Randgold CEO warns DRC: With proposed tax, $2.5bn Kibali Mine a non-starter
The foot-shooting ability of misguided political leaders is well known. But proposed legislation by investment-desperate DRC to raise mining taxes sets a breathtaking new standard. Days after neighbouring Zambia was forced to roll back its tax increase proposals (following similar backtracking Cote d'Ivoire and Mali) new mining taxes proposed by the worthies running the DRC were leaked. Estcourt-raised Mark Bristow, CEO of Africa-focused gold miner Randgold Resources, jumped on a plane to Kinshasa to lobby for a re-assessment. Bristow is confident sanity will prevail. Perhaps. But even if they retract the proposals, DRC's politicians have delivered an unnecessary jolt to investor confidence at a time when they can least afford it. – Alec Hogg
By Mamidipudi Soumithri
April 17 (Reuters) – Any increase by the Democratic Republic of Congo in the taxes it levies on mining will stifle new investment in the mineral-rich African country, gold miner Randgold Resources Ltd's chief executive said.

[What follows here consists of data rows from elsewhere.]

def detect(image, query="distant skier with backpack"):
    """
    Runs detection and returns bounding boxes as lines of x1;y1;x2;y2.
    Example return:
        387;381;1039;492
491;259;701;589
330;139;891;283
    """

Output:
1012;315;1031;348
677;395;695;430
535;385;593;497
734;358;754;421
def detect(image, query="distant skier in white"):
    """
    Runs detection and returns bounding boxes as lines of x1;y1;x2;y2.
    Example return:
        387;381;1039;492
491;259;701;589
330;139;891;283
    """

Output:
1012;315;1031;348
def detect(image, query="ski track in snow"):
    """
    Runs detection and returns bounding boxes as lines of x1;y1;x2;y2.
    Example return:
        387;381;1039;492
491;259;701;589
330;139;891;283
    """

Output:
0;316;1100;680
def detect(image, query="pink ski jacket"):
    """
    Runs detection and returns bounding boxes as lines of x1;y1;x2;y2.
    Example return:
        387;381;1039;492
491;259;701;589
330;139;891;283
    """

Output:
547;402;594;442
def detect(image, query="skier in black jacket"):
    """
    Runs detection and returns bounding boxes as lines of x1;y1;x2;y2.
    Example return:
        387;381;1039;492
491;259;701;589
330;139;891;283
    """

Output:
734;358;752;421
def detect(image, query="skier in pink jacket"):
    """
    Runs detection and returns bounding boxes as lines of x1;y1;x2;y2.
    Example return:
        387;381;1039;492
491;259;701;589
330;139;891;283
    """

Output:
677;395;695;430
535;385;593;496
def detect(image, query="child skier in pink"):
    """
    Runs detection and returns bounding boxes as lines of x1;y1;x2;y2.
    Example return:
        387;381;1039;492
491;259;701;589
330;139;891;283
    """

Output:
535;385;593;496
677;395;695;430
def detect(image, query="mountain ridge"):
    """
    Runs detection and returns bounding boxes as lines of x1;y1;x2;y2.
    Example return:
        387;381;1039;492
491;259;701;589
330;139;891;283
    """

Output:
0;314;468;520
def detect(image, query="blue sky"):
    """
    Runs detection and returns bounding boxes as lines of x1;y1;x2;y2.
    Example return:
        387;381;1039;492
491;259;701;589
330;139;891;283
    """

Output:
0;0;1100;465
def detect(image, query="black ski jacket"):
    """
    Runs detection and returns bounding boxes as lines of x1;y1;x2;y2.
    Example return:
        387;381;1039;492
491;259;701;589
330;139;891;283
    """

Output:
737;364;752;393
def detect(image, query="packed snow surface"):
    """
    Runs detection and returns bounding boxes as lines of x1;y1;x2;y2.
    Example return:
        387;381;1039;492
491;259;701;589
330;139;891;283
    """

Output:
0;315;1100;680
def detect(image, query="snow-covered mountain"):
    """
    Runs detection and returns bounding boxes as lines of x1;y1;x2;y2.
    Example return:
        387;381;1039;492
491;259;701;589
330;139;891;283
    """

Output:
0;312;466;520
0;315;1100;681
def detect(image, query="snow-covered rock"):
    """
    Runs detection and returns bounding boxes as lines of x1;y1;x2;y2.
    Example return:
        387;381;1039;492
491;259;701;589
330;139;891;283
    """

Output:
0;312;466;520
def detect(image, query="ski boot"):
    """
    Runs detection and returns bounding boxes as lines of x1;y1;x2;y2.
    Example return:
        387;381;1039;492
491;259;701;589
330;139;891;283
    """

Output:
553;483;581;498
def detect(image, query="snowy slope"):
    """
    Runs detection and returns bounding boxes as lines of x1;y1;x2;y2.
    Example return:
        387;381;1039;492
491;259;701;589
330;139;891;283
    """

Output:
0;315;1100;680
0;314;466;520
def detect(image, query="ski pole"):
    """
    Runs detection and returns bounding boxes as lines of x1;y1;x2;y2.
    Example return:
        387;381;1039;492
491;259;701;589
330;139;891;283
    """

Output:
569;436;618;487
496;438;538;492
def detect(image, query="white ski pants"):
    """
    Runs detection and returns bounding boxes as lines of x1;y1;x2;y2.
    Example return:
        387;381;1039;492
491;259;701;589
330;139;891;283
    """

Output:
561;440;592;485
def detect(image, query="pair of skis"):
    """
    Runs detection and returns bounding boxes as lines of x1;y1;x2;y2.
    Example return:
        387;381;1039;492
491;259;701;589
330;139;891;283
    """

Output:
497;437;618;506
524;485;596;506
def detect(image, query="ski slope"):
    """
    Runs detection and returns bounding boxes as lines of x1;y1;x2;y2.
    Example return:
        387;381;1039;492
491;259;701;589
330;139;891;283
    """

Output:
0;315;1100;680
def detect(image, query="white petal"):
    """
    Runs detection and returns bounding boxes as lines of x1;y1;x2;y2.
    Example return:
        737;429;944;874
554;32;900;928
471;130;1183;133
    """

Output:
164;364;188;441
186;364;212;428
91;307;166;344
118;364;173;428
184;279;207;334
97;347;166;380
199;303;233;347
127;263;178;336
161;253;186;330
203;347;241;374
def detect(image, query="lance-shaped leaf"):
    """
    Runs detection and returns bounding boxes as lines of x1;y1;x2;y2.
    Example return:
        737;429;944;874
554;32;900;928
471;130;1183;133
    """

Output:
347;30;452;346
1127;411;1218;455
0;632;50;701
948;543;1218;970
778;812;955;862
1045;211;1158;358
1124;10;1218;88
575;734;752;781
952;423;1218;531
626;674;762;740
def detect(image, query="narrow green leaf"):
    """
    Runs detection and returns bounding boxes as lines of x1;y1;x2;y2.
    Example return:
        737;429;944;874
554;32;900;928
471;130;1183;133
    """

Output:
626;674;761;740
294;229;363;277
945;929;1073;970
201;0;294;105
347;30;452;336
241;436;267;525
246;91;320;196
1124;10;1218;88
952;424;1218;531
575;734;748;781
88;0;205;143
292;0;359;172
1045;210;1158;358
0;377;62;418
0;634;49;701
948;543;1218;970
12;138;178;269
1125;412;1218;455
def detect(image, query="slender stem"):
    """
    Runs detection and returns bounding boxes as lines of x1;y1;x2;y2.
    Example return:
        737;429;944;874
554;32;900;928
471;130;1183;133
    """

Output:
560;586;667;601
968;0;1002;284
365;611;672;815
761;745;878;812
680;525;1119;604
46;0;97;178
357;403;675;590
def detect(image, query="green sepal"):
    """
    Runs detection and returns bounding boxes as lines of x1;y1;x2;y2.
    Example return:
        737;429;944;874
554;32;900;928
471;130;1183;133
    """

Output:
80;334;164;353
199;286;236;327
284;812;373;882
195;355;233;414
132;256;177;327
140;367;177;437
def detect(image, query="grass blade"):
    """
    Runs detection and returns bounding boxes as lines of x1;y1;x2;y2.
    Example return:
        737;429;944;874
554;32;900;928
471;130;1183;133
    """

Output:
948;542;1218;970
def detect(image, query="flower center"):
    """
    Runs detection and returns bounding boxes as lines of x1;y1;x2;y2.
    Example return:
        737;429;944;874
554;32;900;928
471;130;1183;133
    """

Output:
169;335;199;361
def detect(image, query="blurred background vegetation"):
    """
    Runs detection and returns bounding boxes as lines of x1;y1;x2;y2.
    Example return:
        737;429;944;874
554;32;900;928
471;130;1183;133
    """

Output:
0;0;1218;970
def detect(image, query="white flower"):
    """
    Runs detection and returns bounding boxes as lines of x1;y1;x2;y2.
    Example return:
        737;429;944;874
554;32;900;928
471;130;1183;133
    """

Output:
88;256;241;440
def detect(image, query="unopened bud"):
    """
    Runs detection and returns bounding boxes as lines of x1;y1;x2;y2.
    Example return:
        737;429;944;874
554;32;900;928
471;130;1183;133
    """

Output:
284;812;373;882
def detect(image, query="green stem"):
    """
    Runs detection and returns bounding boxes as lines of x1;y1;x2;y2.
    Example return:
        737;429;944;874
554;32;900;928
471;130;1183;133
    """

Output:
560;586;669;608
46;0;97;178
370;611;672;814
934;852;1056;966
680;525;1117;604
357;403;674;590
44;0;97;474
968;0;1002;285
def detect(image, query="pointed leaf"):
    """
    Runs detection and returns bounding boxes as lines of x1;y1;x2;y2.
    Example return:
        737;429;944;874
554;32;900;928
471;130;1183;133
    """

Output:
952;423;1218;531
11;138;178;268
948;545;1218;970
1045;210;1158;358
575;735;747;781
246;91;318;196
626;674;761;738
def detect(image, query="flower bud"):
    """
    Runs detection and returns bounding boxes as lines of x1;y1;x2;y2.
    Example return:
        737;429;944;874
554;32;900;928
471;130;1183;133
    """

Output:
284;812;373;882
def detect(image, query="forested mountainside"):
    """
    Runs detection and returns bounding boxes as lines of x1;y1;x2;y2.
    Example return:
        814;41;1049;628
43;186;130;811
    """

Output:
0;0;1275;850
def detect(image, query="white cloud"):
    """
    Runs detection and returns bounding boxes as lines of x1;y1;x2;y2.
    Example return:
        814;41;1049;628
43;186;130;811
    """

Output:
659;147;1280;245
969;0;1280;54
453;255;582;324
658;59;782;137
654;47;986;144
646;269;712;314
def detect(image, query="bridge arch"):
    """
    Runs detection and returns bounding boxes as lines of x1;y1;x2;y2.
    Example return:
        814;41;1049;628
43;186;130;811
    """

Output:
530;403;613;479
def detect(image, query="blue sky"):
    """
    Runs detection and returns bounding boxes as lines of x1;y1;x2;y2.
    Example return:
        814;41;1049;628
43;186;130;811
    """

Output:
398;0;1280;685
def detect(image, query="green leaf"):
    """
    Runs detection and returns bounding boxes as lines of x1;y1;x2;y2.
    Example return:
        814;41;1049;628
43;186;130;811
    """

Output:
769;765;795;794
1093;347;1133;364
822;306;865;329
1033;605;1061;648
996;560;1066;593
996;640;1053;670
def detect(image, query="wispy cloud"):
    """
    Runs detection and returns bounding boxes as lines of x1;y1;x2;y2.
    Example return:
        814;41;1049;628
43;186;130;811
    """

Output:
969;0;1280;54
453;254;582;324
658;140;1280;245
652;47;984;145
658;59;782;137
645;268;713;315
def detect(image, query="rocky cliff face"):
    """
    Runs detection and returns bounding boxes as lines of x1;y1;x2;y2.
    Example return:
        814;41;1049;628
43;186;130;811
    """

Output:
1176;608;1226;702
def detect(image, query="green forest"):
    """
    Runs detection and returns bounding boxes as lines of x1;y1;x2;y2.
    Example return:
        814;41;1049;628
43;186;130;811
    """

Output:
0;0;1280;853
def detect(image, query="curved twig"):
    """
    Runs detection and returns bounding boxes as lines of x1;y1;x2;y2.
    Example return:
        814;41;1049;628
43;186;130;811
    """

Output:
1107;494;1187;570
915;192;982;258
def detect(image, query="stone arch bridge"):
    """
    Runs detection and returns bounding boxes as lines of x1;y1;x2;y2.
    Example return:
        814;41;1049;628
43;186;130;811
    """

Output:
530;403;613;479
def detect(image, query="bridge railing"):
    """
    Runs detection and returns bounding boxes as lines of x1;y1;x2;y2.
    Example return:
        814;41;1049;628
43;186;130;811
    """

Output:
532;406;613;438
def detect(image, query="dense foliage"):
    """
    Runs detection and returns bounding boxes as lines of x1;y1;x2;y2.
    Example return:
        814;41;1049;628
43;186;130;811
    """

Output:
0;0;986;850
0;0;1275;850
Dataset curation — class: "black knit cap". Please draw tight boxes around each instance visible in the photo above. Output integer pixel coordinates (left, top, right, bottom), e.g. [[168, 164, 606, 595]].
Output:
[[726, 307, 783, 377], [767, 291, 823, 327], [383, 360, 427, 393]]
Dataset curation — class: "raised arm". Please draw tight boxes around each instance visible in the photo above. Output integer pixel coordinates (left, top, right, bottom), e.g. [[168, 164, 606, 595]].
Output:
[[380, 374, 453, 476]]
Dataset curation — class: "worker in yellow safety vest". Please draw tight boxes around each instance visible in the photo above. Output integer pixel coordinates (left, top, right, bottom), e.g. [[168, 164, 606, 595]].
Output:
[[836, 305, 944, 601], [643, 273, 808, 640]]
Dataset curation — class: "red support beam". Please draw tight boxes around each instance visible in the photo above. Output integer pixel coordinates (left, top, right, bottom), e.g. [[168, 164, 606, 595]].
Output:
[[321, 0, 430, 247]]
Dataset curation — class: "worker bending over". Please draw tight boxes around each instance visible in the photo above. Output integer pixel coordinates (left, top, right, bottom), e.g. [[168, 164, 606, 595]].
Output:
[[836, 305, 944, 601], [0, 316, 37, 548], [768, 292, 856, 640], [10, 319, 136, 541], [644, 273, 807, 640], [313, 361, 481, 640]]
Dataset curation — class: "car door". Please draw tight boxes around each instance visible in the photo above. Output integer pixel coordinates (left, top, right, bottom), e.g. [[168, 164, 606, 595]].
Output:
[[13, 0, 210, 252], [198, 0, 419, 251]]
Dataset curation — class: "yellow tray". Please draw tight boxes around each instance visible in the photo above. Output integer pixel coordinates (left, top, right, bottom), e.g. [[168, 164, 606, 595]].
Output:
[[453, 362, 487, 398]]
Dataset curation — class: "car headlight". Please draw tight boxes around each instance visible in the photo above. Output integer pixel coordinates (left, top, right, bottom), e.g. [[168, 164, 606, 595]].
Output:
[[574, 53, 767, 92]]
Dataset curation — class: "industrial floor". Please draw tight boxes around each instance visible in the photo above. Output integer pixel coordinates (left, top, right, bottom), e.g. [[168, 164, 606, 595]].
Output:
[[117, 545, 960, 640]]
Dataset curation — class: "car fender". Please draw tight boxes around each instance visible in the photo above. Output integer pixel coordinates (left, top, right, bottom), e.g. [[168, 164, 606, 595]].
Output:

Congo's draft mining code – which proposes to raise corporate taxes to 35 percent from 30 percent and introduce a new 50 percent windfall tax – is an effort by the government to boost revenue from an industry that has been the main driver of GDP growth.
"All those (proposals) really hurt, to a point where a standard gold mine doesn't make a return for the investors so no one will invest," CEO Mark Bristow told Reuters by phone, while on his way to Congo to lobby the government to roll back the proposal.
Randgold operates the $2.5-billion Kibali gold mine in the central African country. Bristow said Kibali would never have been developed under the current proposal.
Congo holds the world's largest cobalt reserves and a significant amount of diamonds, gold and copper. But it is among the most difficult places in the world to invest in, ranking 184 out of 187 in a World Bank list that measures the ease of doing business in countries.
Mining companies say that Congo's regulatory environment must be particularly attractive to draw investors, given the country's poor infrastructure and political instability.